Lorsque m’a été offerte l’opportunité d’écrire cette chronique, le premier thème que j’ai eu envie de traiter a été celui de la légitimité… Choix qui m’a surprise face à l’étendue des thématiques à explorer ! Journal d’une jeune architecte.
Comment transposer mes propres appréhensions sur cette nouvelle expérience de rédaction : qui suis-je pour faire entendre ma voix ? À 28 ans, est-ce que je vais trouver les mots justes ? Je ne suis pas journaliste, je suis architecte et il est toujours risqué de se lancer dans une aventure hors de son champ d’activité. Ce n’est pourtant pas le premier défi auquel je me suis confrontée, alors pourquoi celui-ci me fait-il si peur ?
En y réfléchissant, je comprends que ces doutes sont à l’image de la remise en cause globale de l’exercice de notre profession.
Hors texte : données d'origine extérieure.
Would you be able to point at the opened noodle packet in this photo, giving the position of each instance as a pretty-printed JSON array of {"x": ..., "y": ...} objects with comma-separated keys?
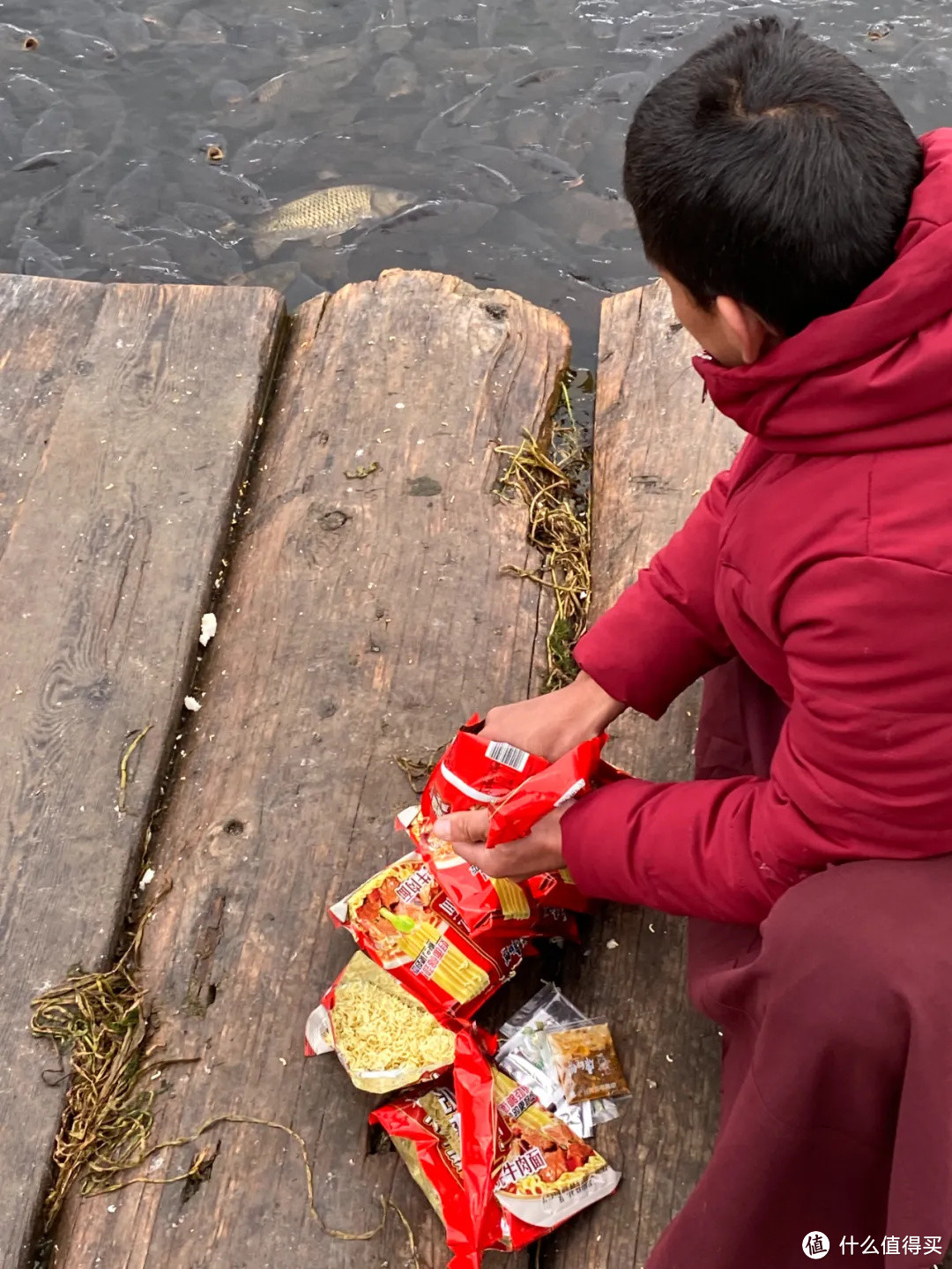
[
  {"x": 402, "y": 919},
  {"x": 486, "y": 902},
  {"x": 382, "y": 1034},
  {"x": 498, "y": 1169},
  {"x": 517, "y": 788}
]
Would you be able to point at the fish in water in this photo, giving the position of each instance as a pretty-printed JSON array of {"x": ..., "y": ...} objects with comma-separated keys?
[{"x": 324, "y": 214}]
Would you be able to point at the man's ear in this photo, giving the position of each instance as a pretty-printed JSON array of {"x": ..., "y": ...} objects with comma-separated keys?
[{"x": 749, "y": 332}]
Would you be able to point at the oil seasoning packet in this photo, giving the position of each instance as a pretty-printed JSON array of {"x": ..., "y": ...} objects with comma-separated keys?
[
  {"x": 584, "y": 1061},
  {"x": 525, "y": 1055}
]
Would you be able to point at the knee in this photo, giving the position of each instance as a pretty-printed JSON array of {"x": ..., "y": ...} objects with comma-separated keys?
[{"x": 859, "y": 943}]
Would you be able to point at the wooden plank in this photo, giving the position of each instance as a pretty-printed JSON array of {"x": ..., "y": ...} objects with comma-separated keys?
[
  {"x": 364, "y": 618},
  {"x": 46, "y": 323},
  {"x": 127, "y": 425},
  {"x": 657, "y": 445}
]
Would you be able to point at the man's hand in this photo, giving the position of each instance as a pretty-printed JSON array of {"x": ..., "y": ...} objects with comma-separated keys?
[
  {"x": 539, "y": 852},
  {"x": 557, "y": 722}
]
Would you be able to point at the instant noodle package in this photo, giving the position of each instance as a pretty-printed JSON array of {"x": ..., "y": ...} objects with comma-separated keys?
[
  {"x": 498, "y": 1169},
  {"x": 436, "y": 938},
  {"x": 517, "y": 788},
  {"x": 404, "y": 922},
  {"x": 383, "y": 1035}
]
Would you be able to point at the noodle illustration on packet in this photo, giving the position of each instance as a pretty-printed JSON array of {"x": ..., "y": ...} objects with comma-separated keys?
[
  {"x": 496, "y": 1191},
  {"x": 402, "y": 920}
]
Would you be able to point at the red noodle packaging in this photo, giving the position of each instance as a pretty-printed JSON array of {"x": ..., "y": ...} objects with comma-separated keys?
[
  {"x": 517, "y": 788},
  {"x": 500, "y": 1170}
]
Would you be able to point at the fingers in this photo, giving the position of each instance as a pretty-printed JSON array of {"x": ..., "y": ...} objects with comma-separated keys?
[
  {"x": 497, "y": 862},
  {"x": 463, "y": 826}
]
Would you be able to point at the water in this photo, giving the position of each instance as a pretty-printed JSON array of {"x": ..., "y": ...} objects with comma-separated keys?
[{"x": 138, "y": 144}]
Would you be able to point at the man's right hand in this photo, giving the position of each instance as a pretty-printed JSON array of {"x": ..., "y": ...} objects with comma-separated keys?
[{"x": 557, "y": 722}]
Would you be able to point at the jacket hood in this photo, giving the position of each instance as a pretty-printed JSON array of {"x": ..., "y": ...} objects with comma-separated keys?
[{"x": 874, "y": 376}]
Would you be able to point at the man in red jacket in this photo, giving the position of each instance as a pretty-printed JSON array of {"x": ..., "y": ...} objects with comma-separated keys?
[{"x": 807, "y": 237}]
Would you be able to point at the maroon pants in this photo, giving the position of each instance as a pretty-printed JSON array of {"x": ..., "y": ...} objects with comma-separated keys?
[{"x": 837, "y": 1076}]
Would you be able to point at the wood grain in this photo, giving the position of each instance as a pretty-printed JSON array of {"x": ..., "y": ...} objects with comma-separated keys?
[
  {"x": 46, "y": 324},
  {"x": 128, "y": 414},
  {"x": 364, "y": 619},
  {"x": 657, "y": 447}
]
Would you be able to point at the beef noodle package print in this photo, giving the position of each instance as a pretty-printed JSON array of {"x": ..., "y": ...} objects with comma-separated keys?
[
  {"x": 402, "y": 920},
  {"x": 517, "y": 788},
  {"x": 500, "y": 1170}
]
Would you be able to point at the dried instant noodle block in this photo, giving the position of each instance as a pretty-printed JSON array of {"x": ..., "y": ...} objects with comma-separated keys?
[
  {"x": 498, "y": 1169},
  {"x": 405, "y": 924},
  {"x": 383, "y": 1035}
]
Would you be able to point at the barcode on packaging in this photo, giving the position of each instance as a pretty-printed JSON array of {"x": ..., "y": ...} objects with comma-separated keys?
[{"x": 507, "y": 755}]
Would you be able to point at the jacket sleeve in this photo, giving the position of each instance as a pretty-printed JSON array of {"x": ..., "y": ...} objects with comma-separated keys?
[
  {"x": 862, "y": 768},
  {"x": 663, "y": 632}
]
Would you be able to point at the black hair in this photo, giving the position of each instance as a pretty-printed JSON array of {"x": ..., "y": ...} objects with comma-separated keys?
[{"x": 771, "y": 169}]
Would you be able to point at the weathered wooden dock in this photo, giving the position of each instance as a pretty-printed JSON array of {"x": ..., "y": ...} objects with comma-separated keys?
[{"x": 361, "y": 615}]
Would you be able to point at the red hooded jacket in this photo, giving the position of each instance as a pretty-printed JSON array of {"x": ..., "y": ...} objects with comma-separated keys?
[{"x": 824, "y": 560}]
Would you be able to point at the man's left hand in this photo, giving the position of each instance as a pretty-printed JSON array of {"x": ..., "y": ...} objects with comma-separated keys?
[{"x": 538, "y": 852}]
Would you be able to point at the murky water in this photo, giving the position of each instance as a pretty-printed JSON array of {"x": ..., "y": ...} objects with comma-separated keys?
[{"x": 141, "y": 142}]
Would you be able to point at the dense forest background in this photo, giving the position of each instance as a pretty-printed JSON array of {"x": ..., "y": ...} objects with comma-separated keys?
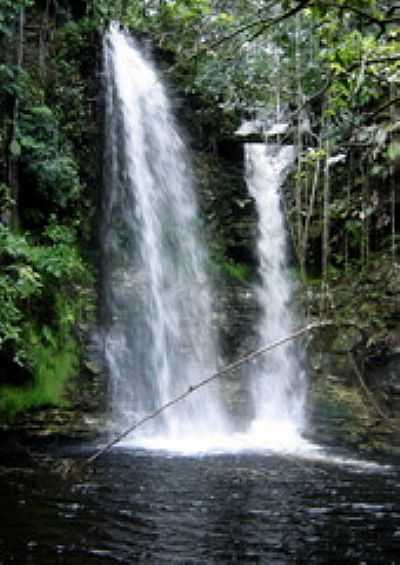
[{"x": 328, "y": 70}]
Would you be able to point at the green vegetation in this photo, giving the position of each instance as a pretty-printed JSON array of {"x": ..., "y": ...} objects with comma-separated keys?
[
  {"x": 328, "y": 69},
  {"x": 46, "y": 203}
]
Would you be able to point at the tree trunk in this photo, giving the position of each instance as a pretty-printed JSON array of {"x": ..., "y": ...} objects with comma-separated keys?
[{"x": 13, "y": 147}]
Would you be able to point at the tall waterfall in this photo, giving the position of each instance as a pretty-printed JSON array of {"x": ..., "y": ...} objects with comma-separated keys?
[
  {"x": 278, "y": 386},
  {"x": 158, "y": 312}
]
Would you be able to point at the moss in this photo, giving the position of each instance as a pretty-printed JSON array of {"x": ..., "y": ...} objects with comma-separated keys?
[{"x": 53, "y": 370}]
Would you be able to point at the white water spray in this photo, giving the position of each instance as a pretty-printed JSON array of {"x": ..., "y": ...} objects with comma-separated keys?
[
  {"x": 158, "y": 336},
  {"x": 278, "y": 379}
]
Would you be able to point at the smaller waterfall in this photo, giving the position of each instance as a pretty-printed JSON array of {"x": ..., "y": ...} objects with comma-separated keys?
[{"x": 278, "y": 381}]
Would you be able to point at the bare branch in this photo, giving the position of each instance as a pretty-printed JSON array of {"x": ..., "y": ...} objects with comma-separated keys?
[{"x": 227, "y": 369}]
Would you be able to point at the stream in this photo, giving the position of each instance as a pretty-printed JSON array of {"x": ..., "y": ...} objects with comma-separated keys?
[{"x": 156, "y": 507}]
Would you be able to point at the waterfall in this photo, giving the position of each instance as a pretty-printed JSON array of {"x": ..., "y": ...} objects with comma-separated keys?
[
  {"x": 278, "y": 382},
  {"x": 157, "y": 313}
]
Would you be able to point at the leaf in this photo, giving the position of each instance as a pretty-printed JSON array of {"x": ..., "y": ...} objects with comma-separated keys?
[
  {"x": 393, "y": 151},
  {"x": 15, "y": 149}
]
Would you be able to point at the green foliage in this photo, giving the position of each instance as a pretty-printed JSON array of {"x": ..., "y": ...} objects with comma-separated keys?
[{"x": 43, "y": 297}]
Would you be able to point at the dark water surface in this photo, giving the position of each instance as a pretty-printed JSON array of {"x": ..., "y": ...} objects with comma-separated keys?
[{"x": 141, "y": 507}]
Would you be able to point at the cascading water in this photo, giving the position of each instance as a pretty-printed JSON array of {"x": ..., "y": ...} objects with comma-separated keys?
[
  {"x": 278, "y": 382},
  {"x": 158, "y": 317}
]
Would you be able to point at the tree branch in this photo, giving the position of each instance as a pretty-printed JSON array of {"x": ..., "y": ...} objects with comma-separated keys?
[
  {"x": 265, "y": 23},
  {"x": 66, "y": 469}
]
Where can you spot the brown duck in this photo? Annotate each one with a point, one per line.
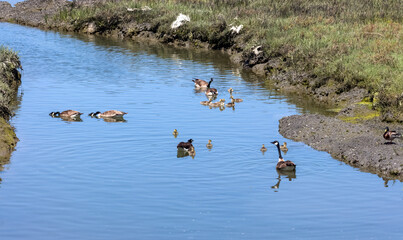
(283, 165)
(185, 146)
(66, 114)
(211, 91)
(201, 83)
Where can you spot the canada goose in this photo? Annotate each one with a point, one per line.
(206, 103)
(175, 133)
(185, 146)
(232, 103)
(108, 114)
(284, 147)
(283, 165)
(391, 135)
(218, 104)
(211, 91)
(209, 145)
(201, 83)
(66, 114)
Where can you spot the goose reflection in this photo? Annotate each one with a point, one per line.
(120, 119)
(281, 175)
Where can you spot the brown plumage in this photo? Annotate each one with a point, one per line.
(391, 135)
(211, 91)
(283, 165)
(186, 146)
(206, 102)
(232, 103)
(201, 83)
(218, 104)
(66, 114)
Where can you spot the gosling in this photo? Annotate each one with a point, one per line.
(209, 145)
(218, 104)
(281, 164)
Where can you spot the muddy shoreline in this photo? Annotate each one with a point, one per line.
(359, 145)
(10, 79)
(354, 136)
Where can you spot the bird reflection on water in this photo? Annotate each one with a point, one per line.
(283, 174)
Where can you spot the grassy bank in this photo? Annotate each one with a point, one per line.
(10, 79)
(344, 43)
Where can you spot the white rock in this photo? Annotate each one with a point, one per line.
(237, 29)
(180, 20)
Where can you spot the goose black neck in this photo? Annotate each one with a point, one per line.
(279, 151)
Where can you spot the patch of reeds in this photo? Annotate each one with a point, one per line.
(350, 42)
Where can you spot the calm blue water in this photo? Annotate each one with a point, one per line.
(103, 180)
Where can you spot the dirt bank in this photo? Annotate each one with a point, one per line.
(10, 79)
(344, 139)
(359, 145)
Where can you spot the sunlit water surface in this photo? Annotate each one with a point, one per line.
(122, 180)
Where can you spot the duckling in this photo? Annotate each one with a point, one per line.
(209, 145)
(232, 103)
(218, 104)
(238, 100)
(283, 165)
(206, 103)
(175, 133)
(66, 114)
(107, 114)
(192, 152)
(201, 83)
(391, 135)
(284, 147)
(54, 114)
(211, 91)
(185, 146)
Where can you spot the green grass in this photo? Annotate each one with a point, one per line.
(9, 64)
(350, 42)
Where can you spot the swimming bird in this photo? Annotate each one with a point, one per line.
(209, 145)
(391, 135)
(211, 91)
(232, 103)
(108, 114)
(284, 147)
(66, 114)
(263, 149)
(185, 146)
(283, 165)
(206, 102)
(218, 104)
(175, 133)
(201, 83)
(238, 99)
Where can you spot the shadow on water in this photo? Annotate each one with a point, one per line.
(290, 175)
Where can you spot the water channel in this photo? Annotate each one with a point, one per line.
(95, 179)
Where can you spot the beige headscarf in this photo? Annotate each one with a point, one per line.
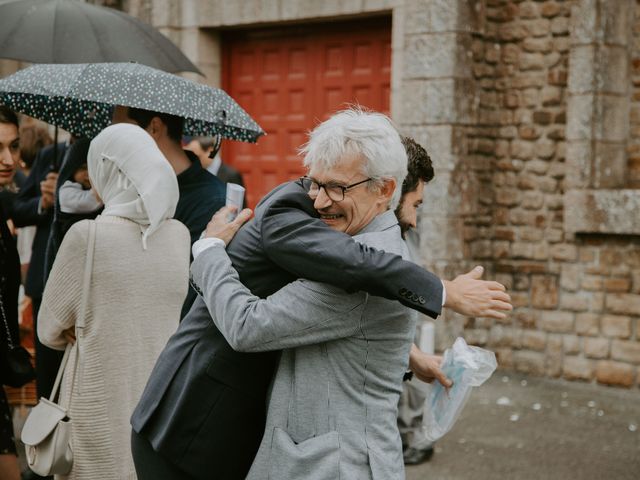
(133, 177)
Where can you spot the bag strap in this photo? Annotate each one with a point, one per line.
(80, 321)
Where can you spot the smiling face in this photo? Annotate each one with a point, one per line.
(9, 152)
(361, 204)
(407, 212)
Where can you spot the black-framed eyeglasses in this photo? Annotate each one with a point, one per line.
(334, 192)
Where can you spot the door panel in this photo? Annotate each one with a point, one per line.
(290, 79)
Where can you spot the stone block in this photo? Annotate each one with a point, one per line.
(576, 302)
(526, 318)
(577, 368)
(591, 282)
(570, 277)
(507, 197)
(476, 337)
(529, 362)
(557, 321)
(531, 61)
(571, 344)
(560, 26)
(615, 373)
(443, 101)
(540, 27)
(564, 252)
(596, 347)
(553, 360)
(578, 164)
(538, 167)
(602, 211)
(534, 340)
(551, 96)
(532, 200)
(620, 285)
(616, 326)
(550, 9)
(587, 324)
(501, 336)
(623, 303)
(440, 16)
(436, 56)
(625, 351)
(537, 45)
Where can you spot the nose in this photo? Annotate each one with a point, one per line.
(322, 200)
(5, 157)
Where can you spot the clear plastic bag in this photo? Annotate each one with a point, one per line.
(468, 367)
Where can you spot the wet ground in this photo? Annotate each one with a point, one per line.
(519, 428)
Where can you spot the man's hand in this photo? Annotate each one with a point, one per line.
(48, 190)
(220, 227)
(427, 367)
(469, 295)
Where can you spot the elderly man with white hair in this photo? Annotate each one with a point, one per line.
(333, 406)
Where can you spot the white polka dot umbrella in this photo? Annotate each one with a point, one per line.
(79, 98)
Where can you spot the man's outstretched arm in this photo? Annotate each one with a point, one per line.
(301, 243)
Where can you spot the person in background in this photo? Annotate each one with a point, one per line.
(33, 138)
(415, 448)
(138, 284)
(34, 206)
(204, 148)
(201, 193)
(9, 285)
(77, 195)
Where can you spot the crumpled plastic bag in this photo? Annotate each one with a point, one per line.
(468, 367)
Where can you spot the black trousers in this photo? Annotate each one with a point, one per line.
(150, 465)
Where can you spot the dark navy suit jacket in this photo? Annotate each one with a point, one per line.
(204, 405)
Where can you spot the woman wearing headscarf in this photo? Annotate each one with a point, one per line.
(138, 284)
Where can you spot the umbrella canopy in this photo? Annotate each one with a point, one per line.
(80, 97)
(70, 31)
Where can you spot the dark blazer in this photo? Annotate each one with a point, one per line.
(229, 175)
(25, 212)
(204, 405)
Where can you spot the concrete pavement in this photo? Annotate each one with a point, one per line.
(525, 428)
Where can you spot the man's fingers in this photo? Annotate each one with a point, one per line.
(502, 296)
(496, 286)
(242, 217)
(498, 305)
(476, 272)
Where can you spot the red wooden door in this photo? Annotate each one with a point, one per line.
(290, 79)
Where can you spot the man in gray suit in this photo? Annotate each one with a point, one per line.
(333, 403)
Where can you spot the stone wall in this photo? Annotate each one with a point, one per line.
(576, 296)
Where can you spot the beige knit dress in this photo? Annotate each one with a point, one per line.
(134, 307)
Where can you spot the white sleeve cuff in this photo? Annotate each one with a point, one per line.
(201, 245)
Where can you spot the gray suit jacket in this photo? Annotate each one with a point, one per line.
(333, 405)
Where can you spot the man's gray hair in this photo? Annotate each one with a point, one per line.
(356, 131)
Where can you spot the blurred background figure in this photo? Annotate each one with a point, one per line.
(415, 448)
(205, 148)
(138, 285)
(9, 283)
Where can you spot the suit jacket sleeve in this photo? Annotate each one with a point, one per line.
(296, 240)
(301, 313)
(25, 207)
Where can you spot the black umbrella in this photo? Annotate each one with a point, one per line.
(80, 97)
(70, 31)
Quel jeune architecte n’a pas été agité par des questions de légitimité ? « Suis-je assez douée ? », « Combien de temps vais-je devoir travailler en agence avant de me lancer à mon compte ? » « Comment accéder à la commande ? » « Vais-je réussir à me rémunérer ? » « Pourquoi des maîtres d’ouvrage me feraient-ils confiance alors que je n’ai pas encore beaucoup d’expérience ? »
Pourquoi faut-il que nous, les jeunes architectes, doutions de nous, alors que nous avons passé toutes les étapes requises : un baccalauréat en bonne et due forme, cinq années à être formé-modelé-moulé par un système d’enseignement, deux à trois stages en agence et pour certains déjà même quelques années de pratique ?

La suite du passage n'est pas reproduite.